My surprise is with the claim that XC get so much more than Northern as to be classed as "enough" despite also only providing one journey opportunity an hour, unless I am reading too much into your comments.
Lots of flows are biased towards InterCity operators, regardless of actual service provision unless a specific flow has been queried/challenged.
The reality is that the ORCATs distribution factors for the majority of the UK flows haven't been reviewed since 1996.
But generally, if we were going to create a new allocation amount for LDS-YRK:
Northern run 1tph to York, and XC run 1tph to York, the reason XC should get a greater share is this:
1) Northern are running unattractive 2-car trains with far less capacity than modern, longer, more attractive services.

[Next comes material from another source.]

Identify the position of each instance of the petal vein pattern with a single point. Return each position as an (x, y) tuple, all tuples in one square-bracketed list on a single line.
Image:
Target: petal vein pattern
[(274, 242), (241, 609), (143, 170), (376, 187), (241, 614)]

2) XC are running express services, the NT is more like a local service, and unless you are travelling to one of the intermediate stations, it is unlikely many people will be drawn to that service. People naturally want to be on the non-stopping service, even if that takes the same, or sometimes marginally more time to their destination. XC would normally carry more passengers per hour than Northern.
3) Northern price via Harrogate fares with 100% revenue allocation. These direct services to York can't really be said to create 2tph on the Any Permitted flow.
A lot of flows are set at simple percentage levels, like 50:50 just because nobody has really worked out actual demand.
Cornwall to South Wales flows are usually priced by ATW, but the ORCATS flow is 50:50 between FGW and XC only. Some flows use fixed £ amounts, some use fixed % amounts.
Software called MOIRA analyses specific flows, (on demand), and can see if additional stops or routes will be profitable for a TOC based on the timetable, passenger numbers, seating capacity etc that they input.
Bottom line is that ORCATs is largely left alone unless a TOC complains or an Open Access Operator wants to see what's in the pot. Some of the allocations are getting on to 20 years old without being unchanged since. Some TOCs are more proactive, some just focus on their 100% allocated flows and any other ORCATS revenue is just a bonus.